PAG-XIII  Plant & Animal Genomes XIII Conference

January 15-19, 2005
Town & Country Convention Center
San Diego, CA



P020 : Genome Sequencing & ESTs


Modeling Assembly Of The Maize Genome

Sarah Towey1 , Steve Rounsley1 , Christina Raymond1 , David Jaffe1 , Arvind K. Bharti2 , Heidrun Gundlach3 , Georg Haberer3 , Heiko Schoof3 , Cari Soderlund4 , Rod A. Wing5 , Klaus F.X. Mayer3 , Joachim Messing2 , Bruce Birren1 , Chad Nusbaum1

1  Broad Institute of MIT and Harvard, Cambridge, MA 02141, USA
2  The Plant Genome Initiative at Rutgers (PGIR), Waksman Institute, Rutgers, The State University of New Jersey, Piscataway, NJ 08854, USA
3  Munich Information Center for Protein Sequences (MIPS), Institute for Bioinformatics, GSF Research Center for Environment and Health, Neuherberg, Germany
4  Arizona Genomics Computational Laboratory (AGCoL), University of Arizona, Tucson, AZ 85721, USA
5  Arizona Genomics Institute (AGI), 303 University of Arizona, Tucson, AZ 85721, USA

The repetitive nature of the maize genome poses challenges to genome sequencing. Over half of the genome consists of class I retroelements, which can be up to 14kb in size. As a result, assembly of sequences from even BAC-sized regions of the genome can be troublesome. In addition, the landscape of the maize genome is not well defined.

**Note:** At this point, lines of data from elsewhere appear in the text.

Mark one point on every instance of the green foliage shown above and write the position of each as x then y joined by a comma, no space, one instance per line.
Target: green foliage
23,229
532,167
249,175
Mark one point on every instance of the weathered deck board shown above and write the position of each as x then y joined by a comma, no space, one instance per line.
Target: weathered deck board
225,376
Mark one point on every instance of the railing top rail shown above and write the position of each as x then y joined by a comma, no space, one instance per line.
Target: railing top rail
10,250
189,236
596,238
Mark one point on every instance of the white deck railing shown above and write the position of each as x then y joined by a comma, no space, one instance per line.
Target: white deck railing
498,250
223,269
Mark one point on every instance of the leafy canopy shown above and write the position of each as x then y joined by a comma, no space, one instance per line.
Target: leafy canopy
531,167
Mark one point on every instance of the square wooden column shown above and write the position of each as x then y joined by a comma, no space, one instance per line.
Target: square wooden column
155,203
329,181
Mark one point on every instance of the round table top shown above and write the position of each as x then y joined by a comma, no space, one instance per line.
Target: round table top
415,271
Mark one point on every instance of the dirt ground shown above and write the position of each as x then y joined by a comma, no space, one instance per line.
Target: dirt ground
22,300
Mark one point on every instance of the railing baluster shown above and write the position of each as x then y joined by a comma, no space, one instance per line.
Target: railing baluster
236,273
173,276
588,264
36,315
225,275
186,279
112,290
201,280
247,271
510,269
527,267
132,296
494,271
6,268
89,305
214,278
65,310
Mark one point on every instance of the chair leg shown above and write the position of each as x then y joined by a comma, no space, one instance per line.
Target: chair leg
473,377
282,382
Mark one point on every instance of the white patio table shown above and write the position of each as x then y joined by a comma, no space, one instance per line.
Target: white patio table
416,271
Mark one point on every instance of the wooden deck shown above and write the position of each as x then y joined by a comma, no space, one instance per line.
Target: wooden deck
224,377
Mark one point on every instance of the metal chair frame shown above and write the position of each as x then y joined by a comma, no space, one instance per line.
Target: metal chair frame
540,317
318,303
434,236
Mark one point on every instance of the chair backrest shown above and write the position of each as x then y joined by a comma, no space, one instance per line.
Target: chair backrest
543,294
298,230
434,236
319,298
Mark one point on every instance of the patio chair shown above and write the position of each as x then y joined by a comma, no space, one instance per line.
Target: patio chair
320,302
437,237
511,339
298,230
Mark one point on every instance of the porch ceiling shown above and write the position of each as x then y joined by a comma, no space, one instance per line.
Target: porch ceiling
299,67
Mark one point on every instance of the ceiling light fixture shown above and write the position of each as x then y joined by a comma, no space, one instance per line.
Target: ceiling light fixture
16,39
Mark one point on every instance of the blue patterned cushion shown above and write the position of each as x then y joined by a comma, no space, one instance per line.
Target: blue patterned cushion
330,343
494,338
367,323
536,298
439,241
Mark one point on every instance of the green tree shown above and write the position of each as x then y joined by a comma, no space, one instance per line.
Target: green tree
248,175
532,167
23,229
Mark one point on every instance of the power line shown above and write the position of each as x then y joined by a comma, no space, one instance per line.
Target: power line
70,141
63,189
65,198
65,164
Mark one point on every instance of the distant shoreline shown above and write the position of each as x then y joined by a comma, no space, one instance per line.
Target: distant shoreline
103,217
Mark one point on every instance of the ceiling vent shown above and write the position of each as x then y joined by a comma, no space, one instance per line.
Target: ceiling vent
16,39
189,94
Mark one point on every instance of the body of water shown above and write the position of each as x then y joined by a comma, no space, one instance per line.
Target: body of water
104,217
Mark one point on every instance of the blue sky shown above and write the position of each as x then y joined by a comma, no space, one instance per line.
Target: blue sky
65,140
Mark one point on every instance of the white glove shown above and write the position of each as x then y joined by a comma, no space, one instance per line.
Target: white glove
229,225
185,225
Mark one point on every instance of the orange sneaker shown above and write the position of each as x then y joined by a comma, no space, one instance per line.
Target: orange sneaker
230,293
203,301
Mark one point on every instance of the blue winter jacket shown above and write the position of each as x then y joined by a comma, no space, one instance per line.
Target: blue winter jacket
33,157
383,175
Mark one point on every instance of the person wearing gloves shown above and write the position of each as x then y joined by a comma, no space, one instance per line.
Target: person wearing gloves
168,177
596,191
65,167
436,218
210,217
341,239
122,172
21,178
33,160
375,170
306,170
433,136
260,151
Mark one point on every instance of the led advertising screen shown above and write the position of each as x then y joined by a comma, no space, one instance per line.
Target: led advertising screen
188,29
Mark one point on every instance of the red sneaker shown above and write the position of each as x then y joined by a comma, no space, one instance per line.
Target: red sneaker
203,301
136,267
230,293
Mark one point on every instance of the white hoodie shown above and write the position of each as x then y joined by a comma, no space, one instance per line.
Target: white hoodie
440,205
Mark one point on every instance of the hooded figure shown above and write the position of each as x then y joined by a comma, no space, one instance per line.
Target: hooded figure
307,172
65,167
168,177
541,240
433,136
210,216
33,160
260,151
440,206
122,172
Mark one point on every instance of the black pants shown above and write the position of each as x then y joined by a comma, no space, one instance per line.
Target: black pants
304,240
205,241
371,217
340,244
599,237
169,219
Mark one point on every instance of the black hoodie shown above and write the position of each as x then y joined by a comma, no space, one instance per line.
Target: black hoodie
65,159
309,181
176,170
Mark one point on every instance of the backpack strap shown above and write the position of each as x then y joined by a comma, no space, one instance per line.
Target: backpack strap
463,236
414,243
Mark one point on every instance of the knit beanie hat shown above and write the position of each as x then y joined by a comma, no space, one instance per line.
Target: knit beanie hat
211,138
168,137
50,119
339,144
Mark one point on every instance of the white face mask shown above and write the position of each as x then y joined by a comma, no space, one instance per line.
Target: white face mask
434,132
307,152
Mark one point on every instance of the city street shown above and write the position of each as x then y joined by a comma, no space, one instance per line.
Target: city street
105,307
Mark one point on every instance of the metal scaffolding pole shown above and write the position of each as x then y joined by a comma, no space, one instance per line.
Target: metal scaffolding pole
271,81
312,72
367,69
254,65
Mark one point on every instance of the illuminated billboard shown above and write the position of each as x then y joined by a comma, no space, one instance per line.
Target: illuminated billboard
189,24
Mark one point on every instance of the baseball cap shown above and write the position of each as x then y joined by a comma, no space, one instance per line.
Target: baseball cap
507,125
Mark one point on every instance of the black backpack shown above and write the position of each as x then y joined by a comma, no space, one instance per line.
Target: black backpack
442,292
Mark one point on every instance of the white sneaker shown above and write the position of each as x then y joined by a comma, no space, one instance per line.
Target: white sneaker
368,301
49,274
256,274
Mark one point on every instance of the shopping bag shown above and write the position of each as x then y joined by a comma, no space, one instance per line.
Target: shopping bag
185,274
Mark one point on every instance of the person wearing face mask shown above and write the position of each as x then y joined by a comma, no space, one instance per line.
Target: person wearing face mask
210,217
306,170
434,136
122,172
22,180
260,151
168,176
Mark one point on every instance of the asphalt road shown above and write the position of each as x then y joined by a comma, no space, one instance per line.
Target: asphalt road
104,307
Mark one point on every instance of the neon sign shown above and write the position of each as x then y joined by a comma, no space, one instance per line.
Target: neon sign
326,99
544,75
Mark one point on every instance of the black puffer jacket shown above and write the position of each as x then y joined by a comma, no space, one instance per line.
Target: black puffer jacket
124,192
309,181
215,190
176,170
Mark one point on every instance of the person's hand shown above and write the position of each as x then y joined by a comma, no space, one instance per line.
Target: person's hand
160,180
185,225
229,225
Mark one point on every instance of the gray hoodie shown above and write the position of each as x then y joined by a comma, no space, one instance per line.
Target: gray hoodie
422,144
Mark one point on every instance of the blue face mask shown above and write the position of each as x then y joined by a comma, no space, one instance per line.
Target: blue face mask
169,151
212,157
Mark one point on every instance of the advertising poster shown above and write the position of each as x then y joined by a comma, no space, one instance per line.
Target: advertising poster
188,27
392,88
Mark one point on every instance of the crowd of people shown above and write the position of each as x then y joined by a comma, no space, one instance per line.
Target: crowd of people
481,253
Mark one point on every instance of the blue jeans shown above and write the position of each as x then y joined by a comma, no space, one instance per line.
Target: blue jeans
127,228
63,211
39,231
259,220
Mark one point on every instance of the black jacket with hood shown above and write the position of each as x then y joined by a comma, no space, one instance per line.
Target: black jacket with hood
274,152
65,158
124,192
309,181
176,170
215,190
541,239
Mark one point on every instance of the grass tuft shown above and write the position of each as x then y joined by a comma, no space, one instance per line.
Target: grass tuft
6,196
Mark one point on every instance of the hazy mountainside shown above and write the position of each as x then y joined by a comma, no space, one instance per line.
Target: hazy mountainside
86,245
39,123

It has been suggested that genes are clustered in islands amid larger oceans of repeat sequences. If true, this too would have consequences for genome sequencing strategies. Our goal is to explore and evaluate cost-effective strategies for generation of a high quality maize genome sequence in light of these challenges. We have sampled the maize genome by sequencing 100 randomly selected BACs, representing ~0.6% of the genome (~14.5Mb). These BACs were sequenced to very high coverage and resulting assemblies were manually edited in order to establish a high confidence set of BAC assemblies to be used as gold standards for subsequent analyses. Various assembly strategies using subsets of reads from these BACs were then evaluated. Evaluation was performed relative to the gold standard assemblies and included examination of raw sequence coverage, scaffold coverage, gene and exon coverage and cost efficiency. Using this same approach, it is also possible to study the effect of combining reads from different types of libraries including whole genome shotgun and various reduced representational libraries. These experiments serve as the basis for designing a cost efficient strategy for producing a high quality draft sequence of the maize genome.